Some contractual provisions might indicate that the reporting entity has promised to transfer multiple distinct licenses to the customer. For example, a contract could include a distinct license that is a right to use IP in Geography A and a separate distinct license that is a right to use IP in Geography B. Management should allocate revenue to the distinct licenses in the contract if it concludes there are multiple distinct licenses; however, the timing of revenue recognition is not affected if the customer can use and benefit from both licenses at the same time (that is, the distinct licenses are coterminous). On the other hand, the timing of revenue recognition would be affected if, for example, the term of the license to use IP in Geography B does not commence until a future date.
Contractual restrictions of time, geography, or use within a single license are attributes of that license. Restrictions in a single license therefore do not impact whether the license is a right to access or a right to use IP or the number of promised goods or services.
The revenue standard includes Examples 61A and 61B (ASC 606-10-55-399A
through ASC 606-10-55-399O
), which illustrate the accounting impact of license restrictions. Significant judgment may be required to assess whether a contractual provision in a license creates an obligation to transfer multiple licenses (and therefore separate performance obligations) or whether the provision is a restriction that represents an attribute of a single license.
Example RR 9-7 and Example RR 9-8 illustrate the impact of restrictions in a license to IP.
EXAMPLE RR 9-7
License restrictions – restrictions are an attribute of the license
Producer licenses to CableCo the right to broadcast a television series. The license stipulates that CableCo must show the episodes of the television series in sequential order. Producer transfers all of the content of the television series to CableCo at the same time. The contract does not include any other goods or services.
What is the impact of the contractual provisions that restrict the use of the IP in this arrangement?
The contract includes a single license. The requirement that CableCo show the episodes in sequential order is an attribute of the license. This restriction does not impact the accounting for the license, including the assessment of whether the license is a right to access or a right to use IP. The license is a right to use IP and, therefore, Producer would recognize revenue when control of the license transfers to CableCo and CableCo has the ability to use and benefit from the license (that is, when CableCo is first able to broadcast the television series).
EXAMPLE RR 9-8
License restrictions – contract includes multiple licenses
Pharma licenses to Customer its patent rights to an approved drug compound for eight years beginning on January 1, 20X1. Customer can only utilize the IP to sell products in the United States for the first year of the license. Customer can utilize the IP to sell products in Europe beginning on January 1, 20X2. The contract does not include any other goods or services.
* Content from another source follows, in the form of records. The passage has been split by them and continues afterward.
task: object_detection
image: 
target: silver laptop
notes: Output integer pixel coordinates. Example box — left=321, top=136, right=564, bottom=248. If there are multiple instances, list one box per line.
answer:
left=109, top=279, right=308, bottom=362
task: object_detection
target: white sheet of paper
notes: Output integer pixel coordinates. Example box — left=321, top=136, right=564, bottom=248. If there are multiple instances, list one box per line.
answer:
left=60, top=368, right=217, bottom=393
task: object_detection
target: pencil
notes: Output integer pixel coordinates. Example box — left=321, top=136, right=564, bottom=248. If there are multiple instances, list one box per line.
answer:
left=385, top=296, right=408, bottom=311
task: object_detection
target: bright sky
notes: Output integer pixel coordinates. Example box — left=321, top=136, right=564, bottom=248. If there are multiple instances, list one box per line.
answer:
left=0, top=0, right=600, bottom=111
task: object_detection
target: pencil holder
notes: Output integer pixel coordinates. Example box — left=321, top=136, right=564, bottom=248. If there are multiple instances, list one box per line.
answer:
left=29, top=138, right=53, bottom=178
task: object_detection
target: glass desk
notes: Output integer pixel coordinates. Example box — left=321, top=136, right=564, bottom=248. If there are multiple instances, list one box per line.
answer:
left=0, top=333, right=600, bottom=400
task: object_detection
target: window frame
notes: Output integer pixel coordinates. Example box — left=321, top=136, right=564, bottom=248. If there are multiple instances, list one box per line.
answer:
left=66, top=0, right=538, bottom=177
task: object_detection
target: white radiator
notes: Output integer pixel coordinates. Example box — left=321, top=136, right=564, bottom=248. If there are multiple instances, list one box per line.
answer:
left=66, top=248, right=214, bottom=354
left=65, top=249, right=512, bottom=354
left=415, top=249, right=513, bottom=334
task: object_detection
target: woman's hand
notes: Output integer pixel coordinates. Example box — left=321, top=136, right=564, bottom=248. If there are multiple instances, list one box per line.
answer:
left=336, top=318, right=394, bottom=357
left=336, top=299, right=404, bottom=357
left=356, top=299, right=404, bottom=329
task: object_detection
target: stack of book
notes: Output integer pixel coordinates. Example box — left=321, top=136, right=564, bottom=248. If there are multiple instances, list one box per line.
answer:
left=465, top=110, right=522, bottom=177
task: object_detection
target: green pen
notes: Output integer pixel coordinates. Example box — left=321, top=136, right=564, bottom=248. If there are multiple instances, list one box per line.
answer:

Pharma concludes that the contract includes two distinct licenses: a right to use the IP in the United States and a right to use the IP in Europe.
What is the impact of the contractual provisions that restrict the use of IP in this arrangement?
Pharma should allocate the transaction price to the two separate performance obligations because it has concluded that there are two distinct licenses. The allocation should be based on relative standalone selling prices and revenue should be recognized when the customer has the ability to use and benefit from its right to use the IP. The revenue allocated to the license to use the IP in the United States would be recognized on January 1, 20X1. The revenue allocated to the license to use the IP in Europe would be recognized on January 1, 20X2.